Mothers with more social and financial resources may breast-feed longer than women with less support, a German study suggests.
Pediatricians recommend that infants be exclusively breast-fed until at least 6 months of age because it can reduce their risk of ear and respiratory infections, sudden infant death syndrome, allergies, childhood obesity and diabetes.
Researchers followed two groups of mothers who gave birth in Germany about a decade apart and found that, over time, women became more likely to continue breast-feeding for 4 to 6 months. But these gains were limited to more educated women.
Among less educated mothers, the researchers only saw gains in breast-feeding after accounting for several factors that can get in the way of nursing babies, including a ceasarean delivery or smoking.
“Lower educated women were less likely to overcome these barriers as easily as those with higher education,” said study co-author Dr. Dietrich Rothenbacher of Ulm University in Germany.
“If these barriers did not exist, we would have observed a similar improvement in breast-feeding patterns in the lower educated strata” Rothenbacher added by email.
As reported in Pediatrics, Rothenbacher and colleagues analyzed data from one maternity ward for 989 women who gave birth in 2000-2001 and 856 women who had babies in 2012-2013.
Compared to the earlier group, women in the later group were 21 percent less likely to have stopped predominantly breast-feeding by 4 months and 29 percent less likely to have stopped total breast-feeding by 6 months.
Women with less than 12 years of education had fewer gains in breast-feeding over time, however.

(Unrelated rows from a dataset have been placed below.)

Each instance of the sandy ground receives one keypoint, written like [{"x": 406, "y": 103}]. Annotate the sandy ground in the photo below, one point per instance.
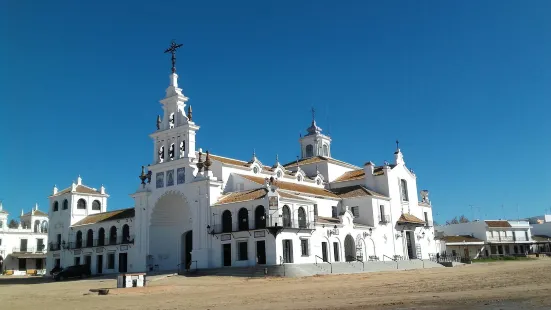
[{"x": 503, "y": 285}]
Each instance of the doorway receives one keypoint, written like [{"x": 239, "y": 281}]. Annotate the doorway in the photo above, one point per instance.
[
  {"x": 287, "y": 251},
  {"x": 336, "y": 251},
  {"x": 39, "y": 263},
  {"x": 324, "y": 251},
  {"x": 261, "y": 252},
  {"x": 188, "y": 241},
  {"x": 123, "y": 260},
  {"x": 99, "y": 264},
  {"x": 226, "y": 253},
  {"x": 409, "y": 244},
  {"x": 22, "y": 264}
]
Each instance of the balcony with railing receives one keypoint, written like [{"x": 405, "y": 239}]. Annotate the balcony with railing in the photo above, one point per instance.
[
  {"x": 39, "y": 249},
  {"x": 90, "y": 243},
  {"x": 384, "y": 219},
  {"x": 220, "y": 228}
]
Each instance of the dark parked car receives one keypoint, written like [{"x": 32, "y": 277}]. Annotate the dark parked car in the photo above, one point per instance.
[{"x": 73, "y": 272}]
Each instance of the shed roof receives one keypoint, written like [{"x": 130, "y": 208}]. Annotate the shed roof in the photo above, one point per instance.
[{"x": 106, "y": 216}]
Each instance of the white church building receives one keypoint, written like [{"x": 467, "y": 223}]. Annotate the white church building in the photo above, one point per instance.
[
  {"x": 199, "y": 210},
  {"x": 23, "y": 248}
]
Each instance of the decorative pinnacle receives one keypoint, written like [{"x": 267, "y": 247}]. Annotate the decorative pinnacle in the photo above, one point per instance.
[{"x": 172, "y": 49}]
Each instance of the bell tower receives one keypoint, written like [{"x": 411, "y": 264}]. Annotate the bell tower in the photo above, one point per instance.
[
  {"x": 175, "y": 135},
  {"x": 314, "y": 143}
]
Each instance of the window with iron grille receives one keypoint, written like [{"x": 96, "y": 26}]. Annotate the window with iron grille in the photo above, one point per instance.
[
  {"x": 111, "y": 261},
  {"x": 356, "y": 211},
  {"x": 242, "y": 251},
  {"x": 304, "y": 247}
]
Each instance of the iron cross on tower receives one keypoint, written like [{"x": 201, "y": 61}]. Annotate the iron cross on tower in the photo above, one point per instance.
[{"x": 172, "y": 49}]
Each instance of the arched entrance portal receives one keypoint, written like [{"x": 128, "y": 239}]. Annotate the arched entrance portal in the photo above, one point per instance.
[
  {"x": 187, "y": 247},
  {"x": 171, "y": 217},
  {"x": 349, "y": 249}
]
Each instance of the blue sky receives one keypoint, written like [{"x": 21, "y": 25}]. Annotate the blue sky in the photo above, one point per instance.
[{"x": 464, "y": 85}]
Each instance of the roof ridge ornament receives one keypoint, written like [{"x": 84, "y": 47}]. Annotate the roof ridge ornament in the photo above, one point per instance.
[{"x": 172, "y": 49}]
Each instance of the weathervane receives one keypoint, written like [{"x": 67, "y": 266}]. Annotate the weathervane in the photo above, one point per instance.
[{"x": 172, "y": 49}]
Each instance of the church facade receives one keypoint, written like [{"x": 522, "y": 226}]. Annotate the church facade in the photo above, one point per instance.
[{"x": 194, "y": 209}]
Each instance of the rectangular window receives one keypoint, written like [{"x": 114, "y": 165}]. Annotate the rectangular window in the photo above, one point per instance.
[
  {"x": 160, "y": 179},
  {"x": 356, "y": 211},
  {"x": 39, "y": 245},
  {"x": 336, "y": 251},
  {"x": 242, "y": 251},
  {"x": 404, "y": 188},
  {"x": 23, "y": 245},
  {"x": 111, "y": 261},
  {"x": 304, "y": 247}
]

By the end of the study period, women with less education were just 8 percent less likely to stop predominantly breast-feeding by 4 months, compared with 24 percent lower odds for women with more education.

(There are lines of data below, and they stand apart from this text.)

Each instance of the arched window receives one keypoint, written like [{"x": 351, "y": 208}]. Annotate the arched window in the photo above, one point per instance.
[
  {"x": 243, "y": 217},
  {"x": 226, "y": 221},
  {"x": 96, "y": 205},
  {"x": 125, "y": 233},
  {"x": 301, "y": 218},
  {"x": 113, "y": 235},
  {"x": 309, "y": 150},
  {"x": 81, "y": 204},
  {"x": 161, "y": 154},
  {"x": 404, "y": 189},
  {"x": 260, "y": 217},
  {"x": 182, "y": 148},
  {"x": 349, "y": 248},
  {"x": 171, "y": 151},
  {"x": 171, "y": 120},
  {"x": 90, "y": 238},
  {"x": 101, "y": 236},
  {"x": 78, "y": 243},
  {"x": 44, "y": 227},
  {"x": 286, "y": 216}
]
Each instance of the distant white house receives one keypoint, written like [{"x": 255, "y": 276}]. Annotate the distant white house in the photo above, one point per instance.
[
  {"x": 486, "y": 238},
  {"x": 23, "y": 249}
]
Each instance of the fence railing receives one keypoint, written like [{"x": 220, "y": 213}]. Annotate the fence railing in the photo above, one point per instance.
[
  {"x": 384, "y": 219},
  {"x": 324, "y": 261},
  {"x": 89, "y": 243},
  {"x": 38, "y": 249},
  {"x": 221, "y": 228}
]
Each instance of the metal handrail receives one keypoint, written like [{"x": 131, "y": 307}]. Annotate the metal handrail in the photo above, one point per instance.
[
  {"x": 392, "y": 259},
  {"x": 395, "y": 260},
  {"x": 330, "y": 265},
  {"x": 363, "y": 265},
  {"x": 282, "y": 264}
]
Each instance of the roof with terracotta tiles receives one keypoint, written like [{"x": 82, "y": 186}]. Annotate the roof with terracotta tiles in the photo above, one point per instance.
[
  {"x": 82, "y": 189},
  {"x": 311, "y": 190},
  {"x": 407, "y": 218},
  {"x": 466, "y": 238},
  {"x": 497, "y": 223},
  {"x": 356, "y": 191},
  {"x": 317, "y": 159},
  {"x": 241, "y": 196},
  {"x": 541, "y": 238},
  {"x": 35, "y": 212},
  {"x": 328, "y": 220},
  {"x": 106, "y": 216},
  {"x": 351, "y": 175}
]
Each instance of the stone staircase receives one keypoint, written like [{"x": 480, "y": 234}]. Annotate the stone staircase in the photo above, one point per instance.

One limitation of the study is that researchers lacked data on family attitudes about breast-feeding and any medical conditions that might have influenced how long women nursed, the authors note.
The disparities might look different in the U.S., where a lack of paid family medical leave and differences in access to flexible work schedules might leave poor women with less support for breast-feeding than more affluent mothers, said Jennifer Pitonyak, a researcher at the University of Washington in Seattle who wasn’t involved in the study.

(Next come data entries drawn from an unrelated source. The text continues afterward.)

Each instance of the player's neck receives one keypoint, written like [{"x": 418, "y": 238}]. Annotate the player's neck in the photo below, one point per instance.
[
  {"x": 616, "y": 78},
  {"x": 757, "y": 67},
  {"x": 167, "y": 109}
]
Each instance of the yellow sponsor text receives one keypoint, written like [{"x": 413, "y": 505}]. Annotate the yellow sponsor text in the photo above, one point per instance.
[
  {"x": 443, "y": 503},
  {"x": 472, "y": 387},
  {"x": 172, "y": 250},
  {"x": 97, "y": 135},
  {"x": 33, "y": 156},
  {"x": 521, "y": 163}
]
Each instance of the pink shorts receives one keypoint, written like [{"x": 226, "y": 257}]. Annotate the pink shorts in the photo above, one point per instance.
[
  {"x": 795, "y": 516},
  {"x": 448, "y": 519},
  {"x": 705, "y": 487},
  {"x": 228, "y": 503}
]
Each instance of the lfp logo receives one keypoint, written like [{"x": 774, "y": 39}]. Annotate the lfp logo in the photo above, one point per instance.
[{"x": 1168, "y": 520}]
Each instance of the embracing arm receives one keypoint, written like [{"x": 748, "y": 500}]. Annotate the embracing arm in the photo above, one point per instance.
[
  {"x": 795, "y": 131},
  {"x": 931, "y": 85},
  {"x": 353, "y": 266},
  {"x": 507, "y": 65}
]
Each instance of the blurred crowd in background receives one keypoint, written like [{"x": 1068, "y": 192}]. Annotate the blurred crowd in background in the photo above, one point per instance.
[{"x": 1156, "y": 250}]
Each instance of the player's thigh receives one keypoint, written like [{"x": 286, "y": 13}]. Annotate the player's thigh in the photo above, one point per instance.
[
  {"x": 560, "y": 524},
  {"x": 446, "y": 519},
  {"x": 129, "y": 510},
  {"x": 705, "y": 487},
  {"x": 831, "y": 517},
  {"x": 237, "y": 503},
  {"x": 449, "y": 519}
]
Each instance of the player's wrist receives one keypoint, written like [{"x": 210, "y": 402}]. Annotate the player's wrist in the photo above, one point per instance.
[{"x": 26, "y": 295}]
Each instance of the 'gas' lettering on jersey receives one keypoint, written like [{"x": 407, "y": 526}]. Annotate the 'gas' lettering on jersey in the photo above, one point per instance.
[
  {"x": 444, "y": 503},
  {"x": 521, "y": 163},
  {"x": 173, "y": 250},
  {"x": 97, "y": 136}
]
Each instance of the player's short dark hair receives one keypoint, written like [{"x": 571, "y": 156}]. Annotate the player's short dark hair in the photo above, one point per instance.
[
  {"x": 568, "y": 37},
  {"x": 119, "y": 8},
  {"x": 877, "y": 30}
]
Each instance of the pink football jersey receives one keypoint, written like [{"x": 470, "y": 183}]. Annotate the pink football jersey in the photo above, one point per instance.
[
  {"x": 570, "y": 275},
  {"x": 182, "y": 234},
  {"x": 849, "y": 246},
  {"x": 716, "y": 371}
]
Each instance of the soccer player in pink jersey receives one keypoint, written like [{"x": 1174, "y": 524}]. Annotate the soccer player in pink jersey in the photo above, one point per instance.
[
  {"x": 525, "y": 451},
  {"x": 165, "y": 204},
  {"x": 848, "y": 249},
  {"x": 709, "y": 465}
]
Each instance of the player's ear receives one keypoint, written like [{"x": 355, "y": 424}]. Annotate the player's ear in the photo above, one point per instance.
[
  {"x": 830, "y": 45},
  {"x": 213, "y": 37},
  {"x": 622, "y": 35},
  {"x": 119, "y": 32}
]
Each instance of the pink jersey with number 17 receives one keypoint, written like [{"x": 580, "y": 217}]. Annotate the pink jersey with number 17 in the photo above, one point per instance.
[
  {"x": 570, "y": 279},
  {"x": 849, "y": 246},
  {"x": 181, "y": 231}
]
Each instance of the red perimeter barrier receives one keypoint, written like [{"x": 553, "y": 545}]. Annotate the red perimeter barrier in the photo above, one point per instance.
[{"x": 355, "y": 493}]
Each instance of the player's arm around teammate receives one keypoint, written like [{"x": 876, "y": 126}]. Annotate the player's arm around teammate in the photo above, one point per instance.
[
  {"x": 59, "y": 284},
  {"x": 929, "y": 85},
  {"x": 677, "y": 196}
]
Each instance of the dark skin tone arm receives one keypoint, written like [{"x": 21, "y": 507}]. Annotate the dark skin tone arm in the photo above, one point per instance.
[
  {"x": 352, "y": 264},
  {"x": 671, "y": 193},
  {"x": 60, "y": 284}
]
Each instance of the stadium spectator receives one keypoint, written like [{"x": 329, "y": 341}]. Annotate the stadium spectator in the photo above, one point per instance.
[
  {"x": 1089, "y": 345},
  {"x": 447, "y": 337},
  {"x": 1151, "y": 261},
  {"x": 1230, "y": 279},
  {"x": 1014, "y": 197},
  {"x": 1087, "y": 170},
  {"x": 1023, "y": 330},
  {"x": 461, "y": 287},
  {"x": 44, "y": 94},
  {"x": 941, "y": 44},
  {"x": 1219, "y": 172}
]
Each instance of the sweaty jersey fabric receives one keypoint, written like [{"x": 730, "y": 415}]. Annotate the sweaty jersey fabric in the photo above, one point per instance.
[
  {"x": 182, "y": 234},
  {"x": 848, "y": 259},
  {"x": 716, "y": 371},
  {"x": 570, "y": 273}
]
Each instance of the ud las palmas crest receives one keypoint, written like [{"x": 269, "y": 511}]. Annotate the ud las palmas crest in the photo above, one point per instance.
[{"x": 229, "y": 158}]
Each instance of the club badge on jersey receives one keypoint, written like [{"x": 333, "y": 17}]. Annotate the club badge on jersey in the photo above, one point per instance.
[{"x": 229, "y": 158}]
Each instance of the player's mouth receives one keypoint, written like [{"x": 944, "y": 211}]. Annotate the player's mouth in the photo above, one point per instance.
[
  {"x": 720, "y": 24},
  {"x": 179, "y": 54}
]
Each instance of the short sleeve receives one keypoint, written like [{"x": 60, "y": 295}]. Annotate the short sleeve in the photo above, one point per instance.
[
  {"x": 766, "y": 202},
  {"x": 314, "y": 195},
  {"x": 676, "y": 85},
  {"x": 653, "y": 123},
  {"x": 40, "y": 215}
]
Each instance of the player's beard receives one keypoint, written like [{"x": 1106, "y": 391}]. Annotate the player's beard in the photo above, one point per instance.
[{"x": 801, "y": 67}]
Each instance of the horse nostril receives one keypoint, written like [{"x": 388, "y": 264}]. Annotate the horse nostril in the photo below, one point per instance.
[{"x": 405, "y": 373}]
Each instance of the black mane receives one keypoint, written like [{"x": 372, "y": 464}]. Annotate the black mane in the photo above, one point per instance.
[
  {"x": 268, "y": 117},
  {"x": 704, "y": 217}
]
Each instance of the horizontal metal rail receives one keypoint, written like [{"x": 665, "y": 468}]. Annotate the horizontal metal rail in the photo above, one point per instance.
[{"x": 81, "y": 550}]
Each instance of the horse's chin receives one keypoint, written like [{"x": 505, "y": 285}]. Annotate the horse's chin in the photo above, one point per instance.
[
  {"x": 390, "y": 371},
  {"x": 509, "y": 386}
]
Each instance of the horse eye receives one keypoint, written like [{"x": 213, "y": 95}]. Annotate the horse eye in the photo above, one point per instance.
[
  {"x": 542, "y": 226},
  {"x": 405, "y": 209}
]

“Continuing to breast-feed an infant is challenging when there is a lack of support – particularly for women with lower levels of education and income who may need to return to work as soon as possible after giving birth in order to financially support their family,” Pitonyak said by email.
Shifts in public policy or social norms in Germany also might not mirror what’s happened in other countries, noted Ruth Newby, a researcher at the University of the Sunshine Coast in Queensland, Australia, who wasn’t involved in the study.
What happened in Germany “might be due to shifts in the German economy or in government policy with impacts on things like family income and women’s work,” Newby said by email.
At the same time, a growing body of research suggests that women’s self-confidence and determination may also play a role in neutralizing some of the negative impact of financial or social pressures that deter women from breast-feeding, said Melanie Lutenbacher, a researcher at the Vanderbilt University School of Nursing in Nashville who wasn’t involved in the study.
“The take-home message for women if they’re thinking about breast-feeding is do your homework,” Lutenbacher said by email. “At this point, the burden is still really on the woman for breast-feeding to be successful. She needs to build a breast-feeding support system while still pregnant, identify people from her family and friend circle who are supportive, and learn as much as she can about breast-feeding.”